On second thought, Dacia….having read Zinn’s comment, I do think that he could be given the benefit of the doubt if he was talking about getting rid of some of the most repressive and corrosive conditions within the sex industry. If that was the case, and he could still be moved to favor reforming the sex industry within a more democratic and more egalitarian framework, then I believe that he’s not quite so bad. Connecting him with a few progressive sex worker activists should do the trick.

Chomsky, on the other hand, is simply irreversible; he’s so deep in antipornradfem ideology that he can’t see the forest for the trees.

Anthony

6
Rev. Bob
8.3.08
4:17 am

The Larry King thing is disgusting.
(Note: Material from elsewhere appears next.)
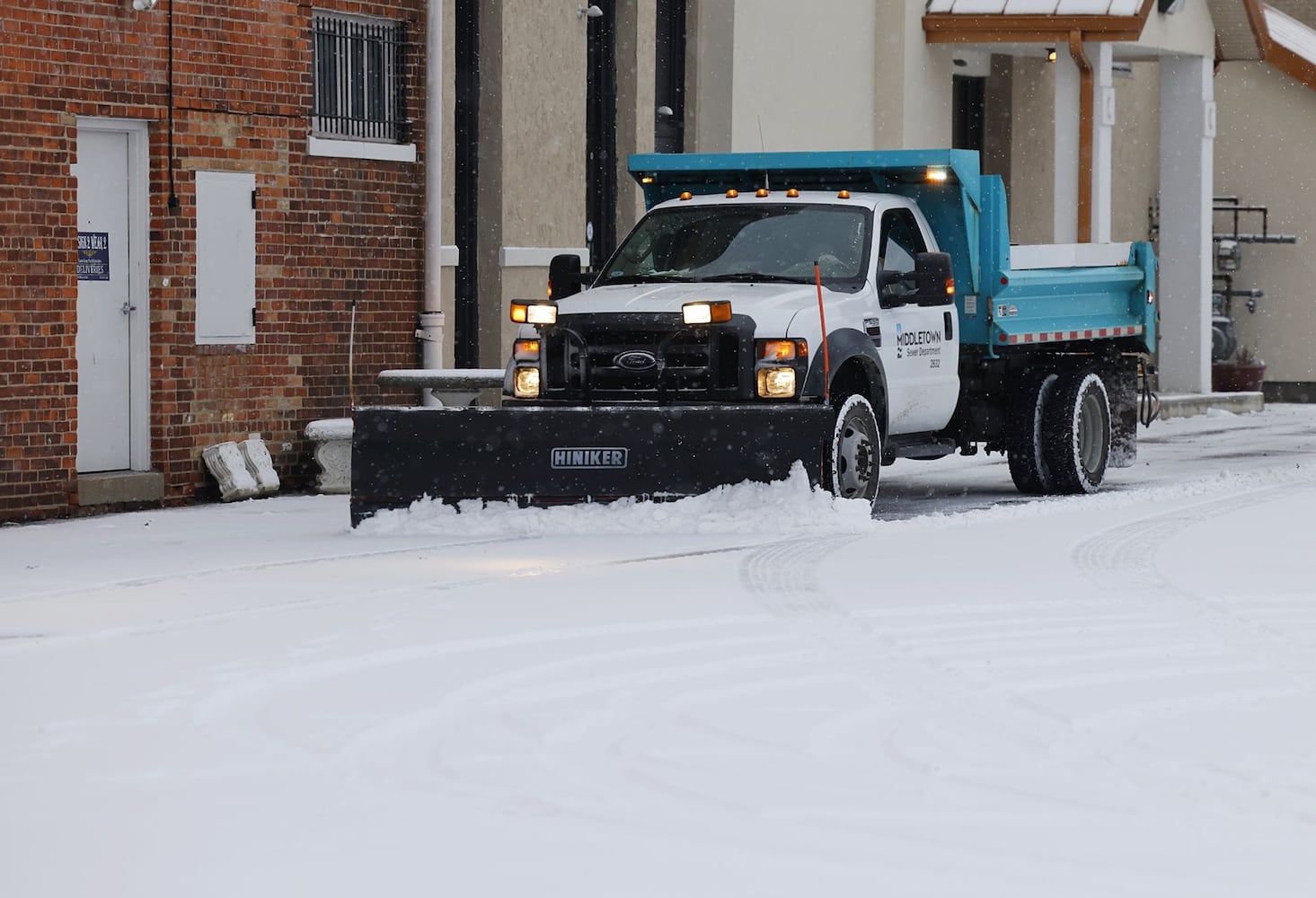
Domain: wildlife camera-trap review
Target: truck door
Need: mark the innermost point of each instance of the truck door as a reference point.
(920, 348)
The Chomsky thing is just typical Chomsky. He’s a whacko who makes me ashamed to be on the radical left. And he can’t write to save his ass. Never could.

That’s peripheral. It’s *all* peripheral.

I’ll wear that because those guys are lefties like me and people are known by the company they keep. Having done this myself a few times, I’ll suggest that the question of whether they’re liberals or what is bad aim. It’s too diffuse and misses the target. If you say Alabamians are racists and homophobes, some of the gay folks and black folks here in Alabama are gonna get pissed off.

7
Emma
8.6.08
11:38 pm

It is indeed a sad commentary that both Zinn and Chomsky (who turns out to be most disappointing for me on this one important issue…he is brilliant on class, foreign & domestic policy issues though) think that women should not seek employment as a sex worker because it is akin to a system of slavery.

What a shame that they cannot see that some women view the sex industry as positive in many ways like: 1. being a lucrative job (and it should be given the level of potential physical danger and mentally it requires healthy-minded people to do it w/ a high level of integrity) 2. a needed profession (just as massage therapy & sex therapy are necessary for many people) and 3. it is a way to educate clients about feminism, positive sexual attitudes, and other matters of the heart… and for me I seek to throw my political and social justice views their way when i feel like it.

This industry has helped me in my own sexual liberation and to learn how to create boundries with men as well as learning more about them in a less threatening environment. It has really been a powerful classroom experience for me and I am not ashamed in the least bit about my involvement in the industry.